The book breaks out its populations by both “excess weight” and “obesity”  measures  (the former standing as a superset of the two) for two school-year age cohorts, what the UK calls Reception (ages 4-5) and Year 6 (10-11) (look here for the BMI formulas, both for kilograms and pounds; the workbook’s NOTES tab sketches additional methodological background. This study’s sample sizes also operate within the confidence interval limits limned in the Excess weight and Obese tabs. Remember again that our spreadsheet doesn’t invoke the same data compiled in the journal piece. Remember too to review the Notes tab’s explication of data cells marked “s”).

Now to those data, about which there is a good deal to say. Or orrection: now to the data organization.  First, and perhaps most prominent, are the fields. We’ve seen this before, and the question begs reiteration: why are data which, for all analytical intents and purposes, belong to the same parameter – e.g. Reception – stationed in a plurality of columns? The resulting barrier to analysis is formidable, though not insurmountable; but surmounting requires us to cut and paste kindred data to the same field, copy and properly align the CCG (Clinical Commissioning Group) identifiers down columns A and B via a duly-diligent copy and paste, and make room for a year field in which that differentiating datum needs to be copied down, too. And you’l probablyl need to cut-and-paste the Year 6 data, too, and presumably to a worksheet all its own the better to disentangle these from the Reception figure, though that larger positional issue needs to be thought through – because in fact the workbook draws itself around two pairs of variables – the Reception/Year 6 axis, and the Excess weight/Obese binary. (It could at the same time be possible to jam all of these into a single grand sheet, by introducing, say, new School Year and Weight Category fields, thus lending themselves to additional breakouts along those lines, but I’m holding my jury out on this unifying tack.) The larger point, though: if you’re serious about doing something serious with the data, you’ll need to think about all these prior somethings, too before your analysis proceeds.

But quite apart from those necessary considerations you’ll also have to do something about the superabundance of merged cell in rows 1 through 4. These can’t coexist with your pivot-tabling intentions, and neither can the blank row

obesity1

That prohibitively separates those potential field headers from the data.

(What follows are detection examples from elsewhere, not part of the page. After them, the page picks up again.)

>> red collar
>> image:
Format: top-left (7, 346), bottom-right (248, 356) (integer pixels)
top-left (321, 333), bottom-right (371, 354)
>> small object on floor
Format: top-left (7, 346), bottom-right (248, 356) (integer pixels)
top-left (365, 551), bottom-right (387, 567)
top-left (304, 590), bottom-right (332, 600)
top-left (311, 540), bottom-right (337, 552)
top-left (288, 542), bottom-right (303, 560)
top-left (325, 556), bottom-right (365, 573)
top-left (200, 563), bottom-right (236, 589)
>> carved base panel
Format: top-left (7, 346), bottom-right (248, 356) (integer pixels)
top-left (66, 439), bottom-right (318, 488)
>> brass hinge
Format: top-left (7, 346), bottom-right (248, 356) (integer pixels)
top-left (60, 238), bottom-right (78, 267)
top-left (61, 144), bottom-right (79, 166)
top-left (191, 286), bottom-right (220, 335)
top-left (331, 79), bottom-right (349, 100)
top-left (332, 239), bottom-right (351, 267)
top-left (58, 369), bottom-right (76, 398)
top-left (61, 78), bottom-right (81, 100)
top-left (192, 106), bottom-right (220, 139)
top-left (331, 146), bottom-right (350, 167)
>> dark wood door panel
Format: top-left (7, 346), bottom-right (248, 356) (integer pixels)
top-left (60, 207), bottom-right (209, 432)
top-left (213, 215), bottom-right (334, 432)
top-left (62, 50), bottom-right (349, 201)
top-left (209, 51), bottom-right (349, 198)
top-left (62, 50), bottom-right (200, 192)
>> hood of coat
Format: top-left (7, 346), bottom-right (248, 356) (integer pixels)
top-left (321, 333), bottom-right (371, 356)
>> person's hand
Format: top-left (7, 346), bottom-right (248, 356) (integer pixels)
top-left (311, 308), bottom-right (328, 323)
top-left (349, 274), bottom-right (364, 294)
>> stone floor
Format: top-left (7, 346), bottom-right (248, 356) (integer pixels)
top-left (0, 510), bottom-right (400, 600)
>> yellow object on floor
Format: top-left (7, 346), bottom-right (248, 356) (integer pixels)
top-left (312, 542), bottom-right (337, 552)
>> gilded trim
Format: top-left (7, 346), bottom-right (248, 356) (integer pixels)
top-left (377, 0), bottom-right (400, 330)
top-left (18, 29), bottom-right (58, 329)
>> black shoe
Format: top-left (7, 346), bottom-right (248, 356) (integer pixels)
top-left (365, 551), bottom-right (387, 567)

The simplest rejoinder, of course: move the putative field names above down a row, but only after you’ve made sure that the now-unwelcome text entries still higher above these perch at least one blank row away from what you’re envisioning as the finalized data set (and if you’re going this far you’ll find that, once unmerged, the cell now invested with the “Number measured” header, for example, has been bumped two rows above its eventual place atop the dataset). And, for crowningly good measure, you’ll likewise have to unmerge the sheet’s title wrapped across the A1 supercell. (I also don’t see the immediate pertinence to our data of the 32,000 LSOA-CCG lookup records in that so-named tab, apart from the “The analysis uses a best-fit 2001 LSOA to 2013 CCG lookup created by PHE” declaration in the Notes tab. LSOA abbreviates lower layer super output area; for more, look here.)

To repeat – if you’re not prepared to do the reconstitutive work schematized above I don’t think you’ll be able to take the data very far; and why the analysts and/or story-seekers should be made to steel themselves for a rough ride across this obstacle course makes for one very good rhetorical question, though of course we’ve asked it before.

In fact, though, the data look pretty interesting, if now untamed. Your mission – should you choose to accept it – is to domesticize it all.

But don’t worry – the workbook won’t self-destruct.